ET: Who do you see as the biggest threat to success?
Nielsen: At the moment the opportunity and the size of this market is huge. So the biggest threat to our success is ironically our own execution. Can people believe and drive things forward and execute? In todays’ cloud world, speed is the new currency so we have to be able to move fast and respond. It is making sure everyone can play at the pace and level required to stand out.
What about the culture at FinancialForce
ET: A CEO is the custodian of a firm’s culture, what is your view of the culture at FinancialForce?
Nielsen: Jeremy has done a fantastic job of building a culture of respect and empowerment inside Financial Force, and Jeremy and I are aligned on our beliefs. We will continue to grow with this empowerment, accountability and treating employees with respect.
I was talking to Jeremy last night and said: “I am not always right, I expect people to push back.” Jeremy has already set up a culture where he invited people to push back. So I am excited that Jeremy and I have a similar world view on management and leadership styles
ET: What are you most looking forward to in the role?
Nielsen: I am looking forward to seeing impact we can make. I know in the first six months there is a lot of what I call “sausage making”, internal stuff, meeting with people.
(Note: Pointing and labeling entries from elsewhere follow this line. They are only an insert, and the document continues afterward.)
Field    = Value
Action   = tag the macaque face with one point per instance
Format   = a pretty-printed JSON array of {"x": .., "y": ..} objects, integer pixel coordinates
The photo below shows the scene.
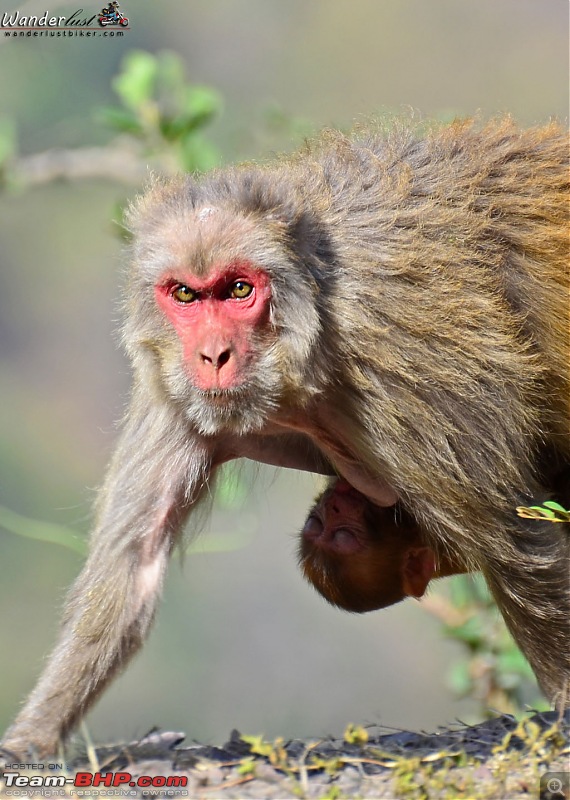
[
  {"x": 211, "y": 331},
  {"x": 216, "y": 319},
  {"x": 361, "y": 557}
]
Then after those six months it starts to take off. I saw it at VMWare when I joined in 2009. where the first six months were tough and then we took off, I saw it at Heroku and Salesforce. I am looking forward over the next six months to laying the foundation and then taking things to the next level.
Of Jeremy Roche
Nielsenwill not be taking up the position that Jeremy Roche currently holds on the executive board at Unit4. This indicates that FinancialForce is ready to grow fully independently of the majority shareholder. It is not yet known how active Jeremy will be involved in either FinancialForce or Unit4.
His role at FinancialForce will change. The company responded to the direct question with the following response: “Jeremy will keep a position in FinancialForce as Founder and special advisor to the management team and is committed to a smooth transition, making himself available to customers, partners and employees. Jeremy will also continue as a major stockholder, with a vested interest in seeing the company and FinancialForce customers succeed.” What the future holds for Roche will no doubt become clearer as time passes.
Most CEO’s know what they are good at doing and what they enjoy doing. Nielsenseems the perfect fit for the role at the cloud ERP company. He is taking up the reins at a successful company at a time when the market is growing exponentially. If he can solve the problem of hyper growth then his tenure will be as successful as Roche’s was.
For the competitors this is a warning bell. FinancialForce has hidden sometimes too much in the shadow of Salesforce. In the coming months they might be seen more frequently in bids outside of Salesforce customers.